A Vision for the Future
The co-teaching model isn't just a teaching strategy; it's a philosophy that demonstrates a commitment to fostering an inclusive, supportive, and academically rigorous environment where every student has the opportunity to succeed.

“Our English learners don't have time to waste,” expressed Donnally. “And if we're going to instruct them well, we have to be strategic and thoughtful. The more we can be aligned and build capacity and try to make everybody's teaching stronger, the better it is going to be for these kids.”

High Peaks Elementary has formally introduced co-teaching for second, third, and fourth grades, with plans to expand to kindergarten and first grade in the following year, indicating a carefully-paced rollout to ensure successful implementation across grade levels. 

Emerald Elementary has now been utilizing the co-teaching model for over seven years and this year have begun to meet monthly in order to look at student outcome data, the next step after successful implementation of the model for a number of years. 

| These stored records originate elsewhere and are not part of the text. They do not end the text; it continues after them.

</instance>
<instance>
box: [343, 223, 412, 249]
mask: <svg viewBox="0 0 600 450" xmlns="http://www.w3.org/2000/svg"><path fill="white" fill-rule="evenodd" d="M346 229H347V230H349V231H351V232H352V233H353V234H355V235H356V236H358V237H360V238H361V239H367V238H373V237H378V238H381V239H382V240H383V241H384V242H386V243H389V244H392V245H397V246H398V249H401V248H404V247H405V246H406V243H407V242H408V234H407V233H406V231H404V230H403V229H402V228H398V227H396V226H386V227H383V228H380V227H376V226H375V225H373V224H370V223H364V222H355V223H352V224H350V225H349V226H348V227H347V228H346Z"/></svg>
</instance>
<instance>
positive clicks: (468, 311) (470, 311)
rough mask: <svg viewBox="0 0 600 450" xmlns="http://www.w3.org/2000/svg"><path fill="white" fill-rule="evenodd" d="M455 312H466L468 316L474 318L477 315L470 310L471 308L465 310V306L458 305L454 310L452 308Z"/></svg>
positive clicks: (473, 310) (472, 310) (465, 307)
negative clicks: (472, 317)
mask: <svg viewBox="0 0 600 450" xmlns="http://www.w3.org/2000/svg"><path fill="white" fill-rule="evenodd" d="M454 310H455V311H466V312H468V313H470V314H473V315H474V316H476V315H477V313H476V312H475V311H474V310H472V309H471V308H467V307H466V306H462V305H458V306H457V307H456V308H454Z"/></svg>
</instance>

“It is an enhancement to what was already a really good program,” shared Williams.

Principals in BVSD that utilize co-teaching in their school classrooms have reported increased levels of content mastery in the co-taught areas, improved CMAS scores among those students, and better ACCESS scores which assess a student's English language proficiency in grades K-12.

In the upcoming 2024-2025 school year, all BVSD Kindergarten-8th grade schools with a  building-based ELD teacher will be utilizing the co-teaching model, for a total of 24 schools. Plans for co-teaching to begin at some BVSD high schools are also in the works for the near future.